A Focus On Tactics Rather Than Tools
The marketing language at RSA has moved on from talking about the types of attacks a tool can prevent, shifting to the tactics required to combat the efforts of the humans behind the attacks. “Secure by design”, “DevSecOps”, and “secure code” all featured heavily at this year’s conference, with a focus on building security at an earlier stage. There was also a strong turnout for authentication and Zero Trust solutions. We’re moving away from a world where endpoint security and technological tools are touted as the ultimate solution to a more realistic one, requiring secure design and development, and continuous monitoring, testing, and authentication to minimize risk.
We have begun to recognize that attackers are humans; in the words of Eric Goldstein, the Executive Assistant Director for CISA, “Attackers have bosses and budgets too.” Cyber experts have begun to take the view that the goal needs to be to make it as difficult and as expensive as possible for attackers to conduct their campaigns to put them off trying. The best way to keep up with cybercriminal tactics continues to be leveraging greater and more diverse human intelligence to test defenses, tactics, and tools.
Platforms Are Winning Over Products
The RSA show floor was predictably overwhelming, with the sheer number of booths and companies offering a multitude of solutions that promise to solve your security worries and provide peace of mind. It’s not surprising that something I hear a lot from CISOs is that it’s very hard to make a decision on what products they really need to ensure they’re sufficiently resistant to attack.
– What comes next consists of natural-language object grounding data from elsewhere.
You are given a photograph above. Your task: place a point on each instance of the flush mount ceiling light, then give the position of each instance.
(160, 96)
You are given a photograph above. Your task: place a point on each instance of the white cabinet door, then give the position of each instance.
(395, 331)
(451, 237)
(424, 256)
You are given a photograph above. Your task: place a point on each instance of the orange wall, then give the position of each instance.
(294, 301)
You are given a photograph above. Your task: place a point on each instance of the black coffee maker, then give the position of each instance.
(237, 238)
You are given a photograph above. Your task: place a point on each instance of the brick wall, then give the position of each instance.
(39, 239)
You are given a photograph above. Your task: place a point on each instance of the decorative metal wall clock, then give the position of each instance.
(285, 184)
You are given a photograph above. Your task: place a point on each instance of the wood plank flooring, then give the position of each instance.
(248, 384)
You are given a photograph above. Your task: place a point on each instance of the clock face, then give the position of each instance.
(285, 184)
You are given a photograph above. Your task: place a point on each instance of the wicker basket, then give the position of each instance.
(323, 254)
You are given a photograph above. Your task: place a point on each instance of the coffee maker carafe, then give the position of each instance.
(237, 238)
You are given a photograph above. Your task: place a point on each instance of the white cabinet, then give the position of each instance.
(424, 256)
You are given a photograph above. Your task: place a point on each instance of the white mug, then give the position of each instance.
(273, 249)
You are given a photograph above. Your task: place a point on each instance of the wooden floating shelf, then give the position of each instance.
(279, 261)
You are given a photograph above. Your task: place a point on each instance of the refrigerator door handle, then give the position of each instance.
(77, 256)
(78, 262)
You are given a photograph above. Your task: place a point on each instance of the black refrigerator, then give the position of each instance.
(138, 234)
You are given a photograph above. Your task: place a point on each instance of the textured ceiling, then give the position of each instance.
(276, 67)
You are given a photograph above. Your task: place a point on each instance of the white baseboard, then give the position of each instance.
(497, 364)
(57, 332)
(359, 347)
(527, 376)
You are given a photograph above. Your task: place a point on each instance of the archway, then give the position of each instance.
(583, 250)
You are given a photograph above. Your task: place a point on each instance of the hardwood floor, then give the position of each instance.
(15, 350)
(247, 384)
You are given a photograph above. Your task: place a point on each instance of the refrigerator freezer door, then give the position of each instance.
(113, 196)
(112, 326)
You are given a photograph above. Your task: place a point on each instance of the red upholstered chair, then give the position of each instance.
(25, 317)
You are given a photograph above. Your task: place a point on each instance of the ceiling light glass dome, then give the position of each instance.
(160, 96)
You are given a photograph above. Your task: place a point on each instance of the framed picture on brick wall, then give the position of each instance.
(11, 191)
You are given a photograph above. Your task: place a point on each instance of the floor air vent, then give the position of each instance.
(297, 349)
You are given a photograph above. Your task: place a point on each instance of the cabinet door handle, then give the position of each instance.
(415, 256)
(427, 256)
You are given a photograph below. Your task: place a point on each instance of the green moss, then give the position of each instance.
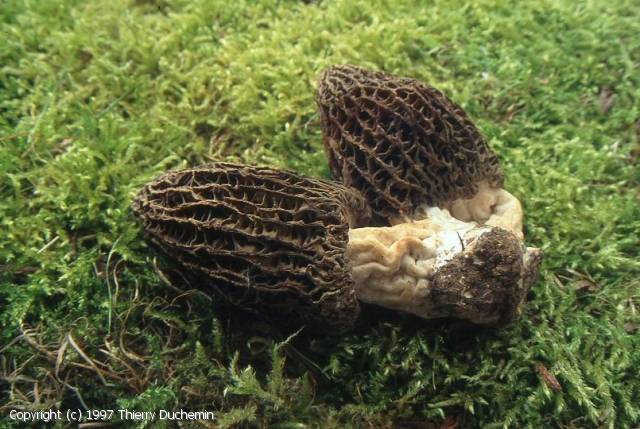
(97, 98)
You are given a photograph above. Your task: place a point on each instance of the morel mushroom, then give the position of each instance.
(404, 145)
(294, 247)
(454, 247)
(269, 240)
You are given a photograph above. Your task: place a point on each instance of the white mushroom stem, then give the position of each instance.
(490, 206)
(395, 266)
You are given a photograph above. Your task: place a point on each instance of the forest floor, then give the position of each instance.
(97, 98)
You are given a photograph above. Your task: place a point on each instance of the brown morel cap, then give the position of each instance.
(269, 240)
(400, 142)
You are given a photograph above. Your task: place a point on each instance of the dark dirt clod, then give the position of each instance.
(269, 240)
(399, 141)
(488, 283)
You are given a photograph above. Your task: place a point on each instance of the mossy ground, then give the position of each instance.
(97, 98)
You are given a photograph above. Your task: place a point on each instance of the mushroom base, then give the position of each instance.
(441, 266)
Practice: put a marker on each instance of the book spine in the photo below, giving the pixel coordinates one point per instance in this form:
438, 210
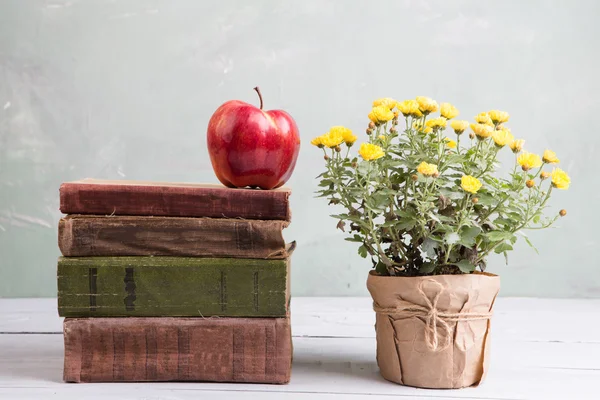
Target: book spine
252, 350
174, 201
172, 286
83, 236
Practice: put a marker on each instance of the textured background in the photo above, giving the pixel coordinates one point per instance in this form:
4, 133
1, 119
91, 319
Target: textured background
124, 89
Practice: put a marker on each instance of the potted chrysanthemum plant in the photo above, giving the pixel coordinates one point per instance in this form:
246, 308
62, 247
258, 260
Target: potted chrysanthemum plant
427, 205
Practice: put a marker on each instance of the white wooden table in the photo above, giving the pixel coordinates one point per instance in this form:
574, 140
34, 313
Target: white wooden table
541, 349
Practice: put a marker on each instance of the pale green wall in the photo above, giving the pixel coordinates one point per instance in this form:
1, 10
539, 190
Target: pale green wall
112, 89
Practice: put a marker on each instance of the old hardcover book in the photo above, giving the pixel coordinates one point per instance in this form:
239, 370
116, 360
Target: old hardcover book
105, 197
255, 350
172, 286
85, 235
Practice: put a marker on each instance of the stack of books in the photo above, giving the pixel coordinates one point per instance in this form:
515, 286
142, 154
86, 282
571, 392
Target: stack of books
174, 282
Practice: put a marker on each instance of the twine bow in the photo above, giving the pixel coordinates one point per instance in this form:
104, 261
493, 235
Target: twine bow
434, 319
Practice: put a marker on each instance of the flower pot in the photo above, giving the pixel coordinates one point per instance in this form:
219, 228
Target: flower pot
433, 331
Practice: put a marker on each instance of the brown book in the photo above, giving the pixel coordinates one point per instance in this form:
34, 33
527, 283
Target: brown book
104, 197
252, 350
85, 235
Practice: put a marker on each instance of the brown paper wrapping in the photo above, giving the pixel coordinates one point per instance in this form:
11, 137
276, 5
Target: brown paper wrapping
433, 331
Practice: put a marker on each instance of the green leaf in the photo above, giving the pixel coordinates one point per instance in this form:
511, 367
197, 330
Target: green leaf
465, 266
427, 268
501, 248
406, 225
354, 239
362, 251
381, 269
452, 238
486, 199
429, 246
468, 235
496, 236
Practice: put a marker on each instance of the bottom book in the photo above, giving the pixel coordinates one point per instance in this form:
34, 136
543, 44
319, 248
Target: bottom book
252, 350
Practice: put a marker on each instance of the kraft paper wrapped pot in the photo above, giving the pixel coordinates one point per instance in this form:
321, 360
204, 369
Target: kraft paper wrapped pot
433, 331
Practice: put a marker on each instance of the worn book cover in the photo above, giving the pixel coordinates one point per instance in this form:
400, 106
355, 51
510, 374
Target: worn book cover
172, 286
87, 235
253, 350
105, 197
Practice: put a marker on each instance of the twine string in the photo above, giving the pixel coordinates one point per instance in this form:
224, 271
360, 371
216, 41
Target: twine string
435, 320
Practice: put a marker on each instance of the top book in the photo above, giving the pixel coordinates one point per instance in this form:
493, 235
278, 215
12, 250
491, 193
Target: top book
121, 197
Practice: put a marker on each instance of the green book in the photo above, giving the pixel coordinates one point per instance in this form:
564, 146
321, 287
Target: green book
172, 286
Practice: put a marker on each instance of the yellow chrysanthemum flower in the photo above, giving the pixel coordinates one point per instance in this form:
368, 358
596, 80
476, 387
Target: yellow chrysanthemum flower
332, 139
498, 117
482, 131
470, 184
549, 157
560, 179
385, 102
346, 134
370, 151
418, 126
503, 137
450, 143
517, 145
381, 114
459, 126
317, 142
528, 161
427, 169
448, 111
436, 123
427, 105
409, 108
484, 118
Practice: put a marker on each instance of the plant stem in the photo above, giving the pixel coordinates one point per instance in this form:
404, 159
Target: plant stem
259, 96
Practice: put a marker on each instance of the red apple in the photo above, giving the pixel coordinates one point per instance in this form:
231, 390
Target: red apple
252, 147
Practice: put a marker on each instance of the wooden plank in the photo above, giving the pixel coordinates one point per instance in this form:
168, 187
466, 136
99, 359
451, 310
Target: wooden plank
172, 286
32, 364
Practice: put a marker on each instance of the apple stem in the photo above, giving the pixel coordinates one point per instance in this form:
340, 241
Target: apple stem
259, 96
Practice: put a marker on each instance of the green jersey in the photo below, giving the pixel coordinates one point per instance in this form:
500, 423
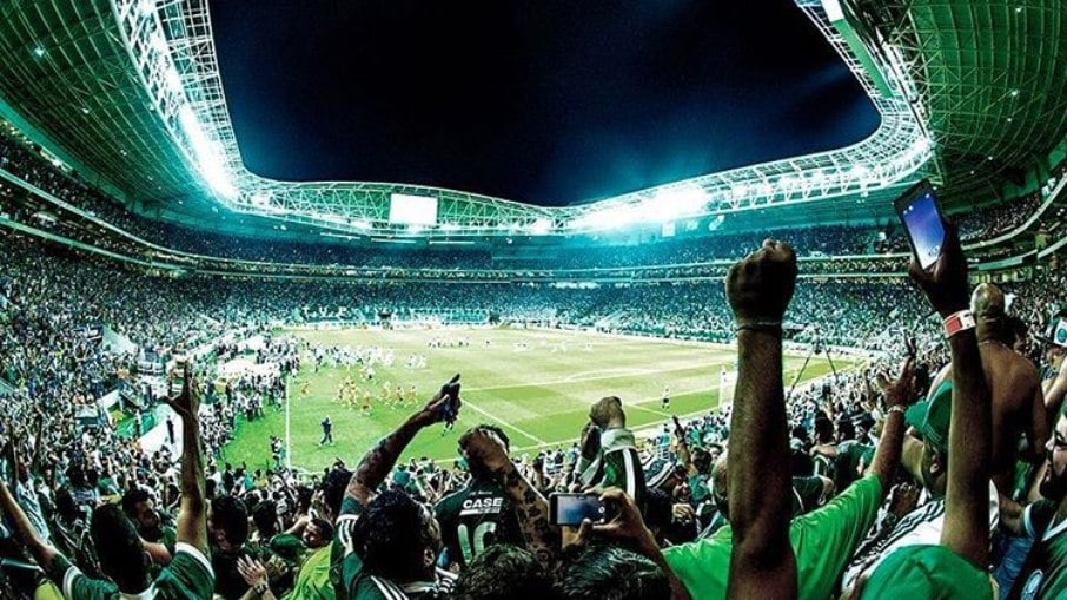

With so many conflicting products out there, organizations could easily end up with hundreds of vendors, all protecting some small part of their digital infrastructure, with many having almost identical functionality. Consolidation was something I heard a lot from the security leaders I spoke to. Products and tools are becoming features of platform solutions as cybersecurity vendors look to add more value for their customers. This was our thinking behind the Attack Resistance Platform, so our customers can leverage our legion of ethical hackers for all their security testing throughout the software development lifecycle and beyond.